Matières et denrées en transit sur la Loire
aux XVIIe et XVIIIe siècles
Y.Gasztowtt 05/2007
La Loire n’est pas une rivière comme les autres. Elle coupe la France en son milieu sur 1 000 km. Elle dessert ses nombreux affluents en partie navigables. On peut la remonter car elle est droit dans l’axe des vents dominants et non pleine de méandres comme la Seine qui contraint au recours constant au halage. Elle communique, par l’Atlantique avec les ports de la Rochelle et Bordeaux, le Portugal et l’Espagne, avec Vannes, Lorient, Brest, Le Havre, les ports anglais, néerlandais et de la mer Baltique puis à partir du XVIe siècle, avec l’Afrique, les Amériques et notamment le Canada, Terre-Neuve et les Antilles.
Traditionnellement, Nantes est le port de transbordement des marchandises entre la flotte de la Loire qui peut naviguer dans l’estuaire et la flotte de mer qui ne peut franchir le pont de Pirmil.
Sur la Loire, le fret pondéreux est surtout constitué de pierres, de bois, de blés, de vins, du sel et du charbon à partir du XVIIIe siècle. Les calcaires de Touraine et du Saumurois servent aux parements des châteaux, des églises, des immeubles et à fabriquer la chaux. Ce sont aussi les ardoises de Trélazé, les bois de toute région qui, lorsqu’il n’est pas flotté en trains de troncs ou échargeaux, est transporté : bois de marine, de charpente, bois brut pour faire des planches, des chevrons, le bois merrain pour faire les tonneaux, le bois travaillé : chevilles, sabots, et le bois des sapines ou bateaux en sapin, démembrés par les déchireurs qui coupent à l’herminette les chevilles en bois liant planches et emmurages pour les réutiliser.
Les vins de Loire satisfont les marchés anglais et nordiques qui n’en produisent pas. Les canaux de Briare, ouvert en 1642 et d’Orléans, ouvert en 1692, ouvrent le marché populaire parisien en pleine croissance. Désormais, les petits vins sont « les vins pour Paris », alors que les vins de qualité comme le Vouvray sont les « vins pour la mer » qui seuls peuvent supporter, avant d’arriver à Nantes, les droits de la douane d’Ingrandes, maintenue sur l’ancienne frontière bretonne. Ce commerce stimule l’extension des vignobles ligériens, mais aussi leur « avilissement ».
Le sel remonte la Loire depuis Guérande et Bourgneuf-en-Retz. Il est fortement taxé par la gabelle qui multiplie son prix de 6 à 12 hors de la Bretagne qui en est exemptée. Chaque adulte a l’obligation légale d’en acheter environ 3,5 kg par an. Cet impôt est très impopulaire et le faux saunage rapporte aux bateliers comme un faux monnayage.

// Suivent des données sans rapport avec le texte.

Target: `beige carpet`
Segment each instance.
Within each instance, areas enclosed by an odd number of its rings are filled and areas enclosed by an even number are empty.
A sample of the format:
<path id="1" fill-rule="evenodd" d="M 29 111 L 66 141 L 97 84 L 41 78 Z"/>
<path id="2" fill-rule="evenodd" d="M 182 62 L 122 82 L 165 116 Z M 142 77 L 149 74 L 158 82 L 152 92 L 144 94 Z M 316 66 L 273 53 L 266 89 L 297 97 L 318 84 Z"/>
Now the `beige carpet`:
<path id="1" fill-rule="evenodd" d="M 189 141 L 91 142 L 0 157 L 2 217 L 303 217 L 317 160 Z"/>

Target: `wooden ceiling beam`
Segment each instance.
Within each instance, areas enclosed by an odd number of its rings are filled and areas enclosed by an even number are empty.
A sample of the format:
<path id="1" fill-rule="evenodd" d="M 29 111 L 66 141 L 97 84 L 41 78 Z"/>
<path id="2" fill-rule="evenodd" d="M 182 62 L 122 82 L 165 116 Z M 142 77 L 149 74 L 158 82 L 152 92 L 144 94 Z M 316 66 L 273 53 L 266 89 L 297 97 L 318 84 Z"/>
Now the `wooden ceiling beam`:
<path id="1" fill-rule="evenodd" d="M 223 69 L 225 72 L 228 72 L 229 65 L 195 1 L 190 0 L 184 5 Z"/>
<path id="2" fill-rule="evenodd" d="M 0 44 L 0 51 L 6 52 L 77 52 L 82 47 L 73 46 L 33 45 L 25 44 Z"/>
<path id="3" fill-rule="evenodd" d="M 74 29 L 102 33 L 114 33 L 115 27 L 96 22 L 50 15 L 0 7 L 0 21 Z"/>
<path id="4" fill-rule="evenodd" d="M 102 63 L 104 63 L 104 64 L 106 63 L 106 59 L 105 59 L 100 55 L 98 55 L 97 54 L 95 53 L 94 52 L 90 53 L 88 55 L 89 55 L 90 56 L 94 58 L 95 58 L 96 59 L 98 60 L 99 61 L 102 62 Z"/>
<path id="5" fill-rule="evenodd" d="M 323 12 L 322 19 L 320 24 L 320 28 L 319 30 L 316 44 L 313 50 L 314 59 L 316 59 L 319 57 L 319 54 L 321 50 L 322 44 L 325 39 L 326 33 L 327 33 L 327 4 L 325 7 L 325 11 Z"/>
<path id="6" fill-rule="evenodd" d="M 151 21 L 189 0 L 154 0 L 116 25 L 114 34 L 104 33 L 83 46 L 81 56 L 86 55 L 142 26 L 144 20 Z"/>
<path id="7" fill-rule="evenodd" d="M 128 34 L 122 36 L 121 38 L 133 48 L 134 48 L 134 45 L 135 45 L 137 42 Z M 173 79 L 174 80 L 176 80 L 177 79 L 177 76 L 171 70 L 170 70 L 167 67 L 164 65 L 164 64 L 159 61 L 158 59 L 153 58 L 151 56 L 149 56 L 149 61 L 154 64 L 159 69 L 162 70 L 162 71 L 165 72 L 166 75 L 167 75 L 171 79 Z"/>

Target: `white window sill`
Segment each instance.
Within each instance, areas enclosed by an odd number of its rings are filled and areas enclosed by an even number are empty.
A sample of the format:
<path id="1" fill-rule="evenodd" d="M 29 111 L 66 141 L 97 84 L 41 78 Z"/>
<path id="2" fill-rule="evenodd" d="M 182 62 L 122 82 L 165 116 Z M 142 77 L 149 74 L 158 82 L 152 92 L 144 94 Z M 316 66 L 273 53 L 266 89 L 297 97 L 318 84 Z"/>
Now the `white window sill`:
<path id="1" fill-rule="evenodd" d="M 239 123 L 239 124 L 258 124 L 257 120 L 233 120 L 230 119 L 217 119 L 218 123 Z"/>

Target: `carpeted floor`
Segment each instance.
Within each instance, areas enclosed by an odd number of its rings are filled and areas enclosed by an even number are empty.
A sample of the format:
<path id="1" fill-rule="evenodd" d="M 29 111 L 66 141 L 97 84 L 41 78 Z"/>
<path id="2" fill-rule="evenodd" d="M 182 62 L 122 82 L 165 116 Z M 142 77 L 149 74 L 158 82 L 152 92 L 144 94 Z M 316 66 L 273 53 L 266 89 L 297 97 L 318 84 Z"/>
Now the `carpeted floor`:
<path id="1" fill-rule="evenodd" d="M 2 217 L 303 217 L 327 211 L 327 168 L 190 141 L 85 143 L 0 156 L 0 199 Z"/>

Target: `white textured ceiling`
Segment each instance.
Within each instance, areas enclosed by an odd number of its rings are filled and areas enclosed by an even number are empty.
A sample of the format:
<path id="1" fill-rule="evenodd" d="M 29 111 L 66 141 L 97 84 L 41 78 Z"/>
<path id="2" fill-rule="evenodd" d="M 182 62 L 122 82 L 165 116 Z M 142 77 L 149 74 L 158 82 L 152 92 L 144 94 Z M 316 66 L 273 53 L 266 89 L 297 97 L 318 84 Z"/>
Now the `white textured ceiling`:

Circulent aussi sur la Loire les fers du Nivernais et du Berry, la coutellerie de Châtellerault, les ancres de Crosne, le vinaigre d’Orléans, les prunes de Touraine et d’Anjou, les marrons du Périgord, l’eau-de-vie de Charente, les marchandises du midi venues par le Rhône et le canal du Centre qui joint Macon à Digoin : soieries de Lyon, huile d’olive, savons, amandes, épices venus par Marseille et même citrons et oranges d’Italie, les poissons frais des étangs de Sologne, du Nivernais, du Bourbonnais en bascules ou bateaux-viviers. Les poissons de mer, le hareng salé et fumé, la morue séchée et salée de Terre-Neuve vont à l’amont, sens souvent déficitaire, de même qu’au XVIIIe siècle, le sucre des Antilles et les produits coloniaux comme le café et le tabac.
Orléans est la plaque tournante du commerce de redistribution de ville en ville. Tout circule : les bouteilles en verre, le papier, la quincaillerie, les faïences de Blois, Gien et Nevers, l’osier, la laine et le lin, les textiles et les cuirs, les animaux sur pied, les grains et les fourrages et on peut allonger indéfiniment cette liste sans oublier les gens qui voyageaient pour le commerce, l’administration, l’étude.
Toutes ces marchandises ont dû être importées par Saint-Simon, à l’exception à peu près complète des denrées qu’il exportait, produits par les paysans et les pêcheurs : Vin du coteau, surtout le Muscadet à partir de 1635 où il est attesté pour la première fois dans la région, lin, chanvre, osier de la Vallée, bois d’œuvre et de feu, fourrages, grains, peaux, bestiaux, moutons, porcs, volailles, gibiers et poisson.
Sources :
F. Haddad - La Loire-Atlantique (Ed. Bourdesoules)
P. Villiers et A. Senotier : Histoire de la Marine de Loire (Grandvaux, 1997).
F. de Person : Bateliers sur la Loire (Ed. CRD)
R. Dion : Histoire de la vigne et du vin.